Silvio Guarnieri ha individuato il senso della sfida che egli portava alla cultura del suo tempo; Neuro Bonifazi, con un'analisi di penetrante vigore, ha documentato la necessità critica di rovesciare la « figura di disordine » in cui è stato troppo spesso imprigionato il Campana: egli « ha portato la sua folle fede soprattutto di poeta, l'ha documentata in versi non folli », ed il suo intenso linguaggio è « un modo nuovo, il più avanguardistico possibile (anche se il meno futurista) di significare la trasformazione di una forza aggressiva verso le ipocrisie della civiltà in slancio amoroso verso l'uomo nuovo ». Ruggero Jacobbi, attraverso un sondaggio sui temi dell'esilio e della visione, ha proposto una suggestiva lettura di Ho scritto. Si chiuse in una grotta in chiave di contestazione assoluta. Infine la giovane Maura Del Serra, ha indagato, con l'ausilio dei più ravvicinati strumenti critici, alcuni temi campaniani, se­guendone l'evoluzione lungo la direttrice degli stati cromatico-musicali.
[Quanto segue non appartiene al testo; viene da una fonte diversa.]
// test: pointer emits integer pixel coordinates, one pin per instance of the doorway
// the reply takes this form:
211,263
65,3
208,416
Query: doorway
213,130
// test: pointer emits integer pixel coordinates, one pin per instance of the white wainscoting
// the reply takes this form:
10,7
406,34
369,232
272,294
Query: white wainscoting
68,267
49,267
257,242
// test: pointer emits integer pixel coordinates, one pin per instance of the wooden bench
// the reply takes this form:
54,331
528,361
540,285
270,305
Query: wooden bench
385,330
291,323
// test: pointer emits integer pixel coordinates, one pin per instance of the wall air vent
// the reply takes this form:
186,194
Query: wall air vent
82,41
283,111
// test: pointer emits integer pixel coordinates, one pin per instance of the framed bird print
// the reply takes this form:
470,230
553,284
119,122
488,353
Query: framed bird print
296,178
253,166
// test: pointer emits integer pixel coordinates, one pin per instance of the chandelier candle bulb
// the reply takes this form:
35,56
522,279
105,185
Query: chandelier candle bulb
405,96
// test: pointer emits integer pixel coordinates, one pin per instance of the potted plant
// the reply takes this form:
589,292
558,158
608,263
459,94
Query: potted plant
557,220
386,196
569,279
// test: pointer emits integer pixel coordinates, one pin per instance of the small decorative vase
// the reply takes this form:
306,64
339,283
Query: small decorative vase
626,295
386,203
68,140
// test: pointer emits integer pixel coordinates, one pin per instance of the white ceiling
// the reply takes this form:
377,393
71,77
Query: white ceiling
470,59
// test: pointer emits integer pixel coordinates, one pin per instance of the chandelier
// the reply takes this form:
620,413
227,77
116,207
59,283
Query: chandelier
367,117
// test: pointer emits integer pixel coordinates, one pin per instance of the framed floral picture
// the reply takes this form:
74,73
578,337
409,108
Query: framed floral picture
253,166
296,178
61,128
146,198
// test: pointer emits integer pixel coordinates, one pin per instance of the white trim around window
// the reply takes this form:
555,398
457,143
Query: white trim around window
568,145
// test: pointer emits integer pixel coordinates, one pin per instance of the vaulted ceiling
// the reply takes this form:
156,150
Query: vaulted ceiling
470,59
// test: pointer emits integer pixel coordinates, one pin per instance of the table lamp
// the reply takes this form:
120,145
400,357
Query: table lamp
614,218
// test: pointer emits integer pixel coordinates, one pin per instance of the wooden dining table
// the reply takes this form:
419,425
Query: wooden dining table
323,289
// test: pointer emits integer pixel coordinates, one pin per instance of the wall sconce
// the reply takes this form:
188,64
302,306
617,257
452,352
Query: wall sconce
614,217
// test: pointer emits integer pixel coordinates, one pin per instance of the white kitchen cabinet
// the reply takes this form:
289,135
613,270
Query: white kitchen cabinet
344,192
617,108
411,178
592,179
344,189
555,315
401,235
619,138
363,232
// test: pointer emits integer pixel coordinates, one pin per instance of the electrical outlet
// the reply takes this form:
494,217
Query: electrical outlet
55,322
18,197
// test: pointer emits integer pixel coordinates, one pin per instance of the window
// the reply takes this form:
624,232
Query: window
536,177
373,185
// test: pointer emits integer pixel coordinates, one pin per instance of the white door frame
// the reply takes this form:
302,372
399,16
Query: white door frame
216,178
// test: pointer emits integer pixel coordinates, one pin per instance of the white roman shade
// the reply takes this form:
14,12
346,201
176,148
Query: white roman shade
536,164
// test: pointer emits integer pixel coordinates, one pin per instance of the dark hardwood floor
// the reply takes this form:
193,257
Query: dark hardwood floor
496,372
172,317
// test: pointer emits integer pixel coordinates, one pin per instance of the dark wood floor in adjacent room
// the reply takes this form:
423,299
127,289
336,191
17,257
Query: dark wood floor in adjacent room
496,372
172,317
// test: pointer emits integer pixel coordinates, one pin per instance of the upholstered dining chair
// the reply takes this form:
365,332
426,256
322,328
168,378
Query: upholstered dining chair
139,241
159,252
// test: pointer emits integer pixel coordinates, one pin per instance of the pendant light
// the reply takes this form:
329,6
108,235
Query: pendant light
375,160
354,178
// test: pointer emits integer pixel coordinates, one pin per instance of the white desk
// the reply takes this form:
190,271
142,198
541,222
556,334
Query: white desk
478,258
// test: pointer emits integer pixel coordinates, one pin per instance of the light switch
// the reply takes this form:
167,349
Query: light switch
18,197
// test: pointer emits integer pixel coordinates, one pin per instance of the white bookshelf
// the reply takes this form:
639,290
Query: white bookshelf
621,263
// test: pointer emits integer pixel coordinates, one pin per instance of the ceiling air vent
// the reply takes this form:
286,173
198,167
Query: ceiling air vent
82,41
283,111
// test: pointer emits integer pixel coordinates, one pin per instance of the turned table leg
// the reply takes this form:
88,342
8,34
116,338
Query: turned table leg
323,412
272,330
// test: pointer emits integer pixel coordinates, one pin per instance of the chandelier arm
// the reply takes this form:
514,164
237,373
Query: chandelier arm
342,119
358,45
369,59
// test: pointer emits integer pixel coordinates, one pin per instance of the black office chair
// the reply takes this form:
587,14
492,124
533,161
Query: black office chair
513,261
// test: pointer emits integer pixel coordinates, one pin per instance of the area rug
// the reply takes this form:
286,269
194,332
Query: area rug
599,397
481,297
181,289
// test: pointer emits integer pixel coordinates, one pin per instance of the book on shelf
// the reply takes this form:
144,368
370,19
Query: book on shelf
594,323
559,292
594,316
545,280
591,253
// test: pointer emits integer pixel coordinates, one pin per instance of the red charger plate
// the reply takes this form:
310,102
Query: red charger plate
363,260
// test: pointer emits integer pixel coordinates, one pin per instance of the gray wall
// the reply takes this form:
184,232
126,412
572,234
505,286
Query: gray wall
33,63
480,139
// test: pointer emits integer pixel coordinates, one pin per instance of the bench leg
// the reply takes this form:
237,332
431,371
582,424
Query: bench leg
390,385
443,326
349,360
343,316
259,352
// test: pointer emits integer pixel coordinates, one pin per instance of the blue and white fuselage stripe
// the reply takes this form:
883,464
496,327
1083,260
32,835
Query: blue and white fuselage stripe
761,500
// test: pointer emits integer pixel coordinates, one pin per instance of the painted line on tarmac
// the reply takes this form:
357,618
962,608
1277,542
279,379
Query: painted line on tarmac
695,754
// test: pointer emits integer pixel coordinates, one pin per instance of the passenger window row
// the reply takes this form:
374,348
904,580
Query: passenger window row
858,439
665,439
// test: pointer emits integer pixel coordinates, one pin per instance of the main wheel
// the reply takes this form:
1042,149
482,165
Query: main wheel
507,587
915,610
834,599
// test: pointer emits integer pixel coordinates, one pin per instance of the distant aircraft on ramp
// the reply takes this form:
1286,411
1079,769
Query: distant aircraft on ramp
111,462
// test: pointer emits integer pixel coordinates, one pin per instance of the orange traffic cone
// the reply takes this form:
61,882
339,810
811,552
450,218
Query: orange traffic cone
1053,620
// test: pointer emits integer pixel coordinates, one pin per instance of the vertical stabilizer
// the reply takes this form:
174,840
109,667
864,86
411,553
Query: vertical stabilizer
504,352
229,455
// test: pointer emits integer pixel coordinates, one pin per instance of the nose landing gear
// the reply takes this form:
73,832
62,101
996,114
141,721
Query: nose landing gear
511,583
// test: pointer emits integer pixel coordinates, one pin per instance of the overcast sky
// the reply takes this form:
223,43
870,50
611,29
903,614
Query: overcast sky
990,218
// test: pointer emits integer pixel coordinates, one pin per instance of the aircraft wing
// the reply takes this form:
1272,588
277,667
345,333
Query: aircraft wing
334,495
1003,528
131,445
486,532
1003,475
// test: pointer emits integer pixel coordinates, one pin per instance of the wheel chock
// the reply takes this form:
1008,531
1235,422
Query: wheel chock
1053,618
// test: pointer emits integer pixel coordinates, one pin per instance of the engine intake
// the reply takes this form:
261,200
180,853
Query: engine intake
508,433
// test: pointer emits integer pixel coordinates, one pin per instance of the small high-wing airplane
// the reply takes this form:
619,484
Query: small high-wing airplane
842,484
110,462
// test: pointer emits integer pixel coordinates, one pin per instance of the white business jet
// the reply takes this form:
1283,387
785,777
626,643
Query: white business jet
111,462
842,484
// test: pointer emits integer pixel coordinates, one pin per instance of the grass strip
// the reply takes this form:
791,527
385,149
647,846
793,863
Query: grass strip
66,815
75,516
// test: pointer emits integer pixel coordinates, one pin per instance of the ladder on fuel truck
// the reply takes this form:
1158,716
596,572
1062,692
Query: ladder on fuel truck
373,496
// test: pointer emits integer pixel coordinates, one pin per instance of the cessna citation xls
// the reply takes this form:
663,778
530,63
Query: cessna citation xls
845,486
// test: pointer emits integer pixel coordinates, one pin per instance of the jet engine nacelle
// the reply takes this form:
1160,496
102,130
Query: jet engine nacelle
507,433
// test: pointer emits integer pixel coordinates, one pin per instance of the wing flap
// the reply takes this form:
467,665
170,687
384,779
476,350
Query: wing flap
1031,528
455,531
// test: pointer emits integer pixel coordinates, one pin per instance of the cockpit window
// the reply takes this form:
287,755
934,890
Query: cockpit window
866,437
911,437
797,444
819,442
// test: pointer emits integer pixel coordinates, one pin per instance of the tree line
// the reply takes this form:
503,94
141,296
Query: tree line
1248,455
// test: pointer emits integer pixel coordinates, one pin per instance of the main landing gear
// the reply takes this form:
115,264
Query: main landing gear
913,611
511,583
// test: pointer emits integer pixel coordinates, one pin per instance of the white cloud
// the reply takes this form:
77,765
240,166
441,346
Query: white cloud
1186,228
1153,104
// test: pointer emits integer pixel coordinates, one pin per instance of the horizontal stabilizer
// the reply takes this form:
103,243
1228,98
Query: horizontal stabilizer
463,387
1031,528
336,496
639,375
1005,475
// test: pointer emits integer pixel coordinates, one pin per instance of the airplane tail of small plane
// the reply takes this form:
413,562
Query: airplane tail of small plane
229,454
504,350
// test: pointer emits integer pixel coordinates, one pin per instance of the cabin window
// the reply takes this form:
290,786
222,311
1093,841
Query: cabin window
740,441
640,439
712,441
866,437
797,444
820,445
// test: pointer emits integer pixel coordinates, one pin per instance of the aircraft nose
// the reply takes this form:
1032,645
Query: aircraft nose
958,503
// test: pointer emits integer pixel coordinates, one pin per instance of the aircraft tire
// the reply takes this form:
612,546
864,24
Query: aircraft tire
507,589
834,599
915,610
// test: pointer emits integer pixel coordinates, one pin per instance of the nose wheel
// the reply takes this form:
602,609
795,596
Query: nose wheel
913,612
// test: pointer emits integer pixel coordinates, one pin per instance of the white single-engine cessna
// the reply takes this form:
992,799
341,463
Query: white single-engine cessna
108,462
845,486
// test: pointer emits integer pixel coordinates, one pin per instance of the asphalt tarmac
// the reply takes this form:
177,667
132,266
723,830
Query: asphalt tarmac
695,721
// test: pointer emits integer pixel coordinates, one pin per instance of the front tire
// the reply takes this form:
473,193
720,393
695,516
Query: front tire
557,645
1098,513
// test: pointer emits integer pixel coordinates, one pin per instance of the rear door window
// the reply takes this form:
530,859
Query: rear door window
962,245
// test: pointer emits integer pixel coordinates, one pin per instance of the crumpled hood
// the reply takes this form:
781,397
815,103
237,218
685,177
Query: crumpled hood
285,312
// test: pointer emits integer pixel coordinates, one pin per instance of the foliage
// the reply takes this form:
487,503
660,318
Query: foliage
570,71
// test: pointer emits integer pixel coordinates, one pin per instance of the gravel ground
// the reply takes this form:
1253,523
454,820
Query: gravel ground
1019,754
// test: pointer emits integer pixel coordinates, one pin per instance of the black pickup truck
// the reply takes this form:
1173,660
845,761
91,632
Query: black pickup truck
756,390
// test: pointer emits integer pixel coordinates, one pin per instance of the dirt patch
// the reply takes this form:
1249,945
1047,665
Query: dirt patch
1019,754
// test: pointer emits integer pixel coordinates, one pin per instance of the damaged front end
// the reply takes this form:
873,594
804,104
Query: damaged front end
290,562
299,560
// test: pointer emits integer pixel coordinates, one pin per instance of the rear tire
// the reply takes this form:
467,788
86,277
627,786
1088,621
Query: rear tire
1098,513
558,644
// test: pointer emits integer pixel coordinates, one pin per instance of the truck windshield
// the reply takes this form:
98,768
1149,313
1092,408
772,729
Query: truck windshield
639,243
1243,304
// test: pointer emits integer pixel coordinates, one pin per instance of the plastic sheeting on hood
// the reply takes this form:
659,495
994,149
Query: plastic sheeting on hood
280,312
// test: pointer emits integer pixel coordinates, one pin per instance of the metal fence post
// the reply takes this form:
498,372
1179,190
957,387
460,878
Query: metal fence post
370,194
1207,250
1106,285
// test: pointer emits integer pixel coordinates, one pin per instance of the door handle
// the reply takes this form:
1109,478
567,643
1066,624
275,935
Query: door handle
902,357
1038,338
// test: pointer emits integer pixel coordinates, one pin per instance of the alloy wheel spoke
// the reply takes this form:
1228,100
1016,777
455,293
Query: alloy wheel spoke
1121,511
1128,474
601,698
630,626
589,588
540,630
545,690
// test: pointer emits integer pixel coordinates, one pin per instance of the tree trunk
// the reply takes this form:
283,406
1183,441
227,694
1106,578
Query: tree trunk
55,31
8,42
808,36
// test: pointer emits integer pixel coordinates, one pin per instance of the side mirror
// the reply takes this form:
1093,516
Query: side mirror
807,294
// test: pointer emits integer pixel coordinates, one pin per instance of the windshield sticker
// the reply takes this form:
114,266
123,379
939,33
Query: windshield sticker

Ma dove il convegno è andato decisamente al di là del disegno monografico, e ha profittato dell'incontro nel nome di Campana per riaprire il discorso più generale della condizione della poesia (e, più intimamente, dell'esperienza della poesia) è stato nelle parole di Carlo Bo e di Mario Luzi. Nel nome di Campana s'intitola appunto l'intenso e sofferto colloquio che il critico ha istituito con il poeta. Non solo l'originalità e la solitudine (« padrone di una lingua che non sarà mai di nessuno ») non solo la tremenda necessità (« la sua è una poesia libera, disposta ad annullarsi in una sola ansia di respiro naturale »); ciò che di più profondo e decisivo va riconosciuto al Campana è che egli è il simbolo di una « tentazione nuova » di cui la poesia italiana di questo secolo ha subito il fascino e l'incantesimo, « la tentazione di spezzare il cerchio della tradizione e delle istituzioni »: è questa condizione nuova e assolutamente libera, vagheggiata e perduta, che il nome di Campana indica con il suo esempio. E anche Mario Luzi chiede al poeta Campana « speranze di fondo », il rifiuto di farsi chiudere in una cultura sconfitta qual'è quella di cui vive la poesia italiana da Leopardi in poi.

La novità sostanziale di Campana, ha detto luminosamente Luzi, sta nella « completa integrazione dell'uomo nella vicissitudine del mondo », e i Canti orfici « sono una grande metafora della onnipresenza umile e solenne della vita. Da lì parte un invito ad aprirsi alla inesauribile trasformazione del mondo, esattamente contrario alla volontà sempre sconfitta di ridurre l'uomo entro il limite di uno schema [...] dove ' non cape ' ».

Bastino questi cenni a dar conto della varietà di accenti, e dell'obiettiva importanza, con cui il convegno fiorentino ha reso omaggio al poeta e alla inesauribile energia vitale della sua poesia, — che il lettore di questo volume potrà ritrovare nella loro interezza.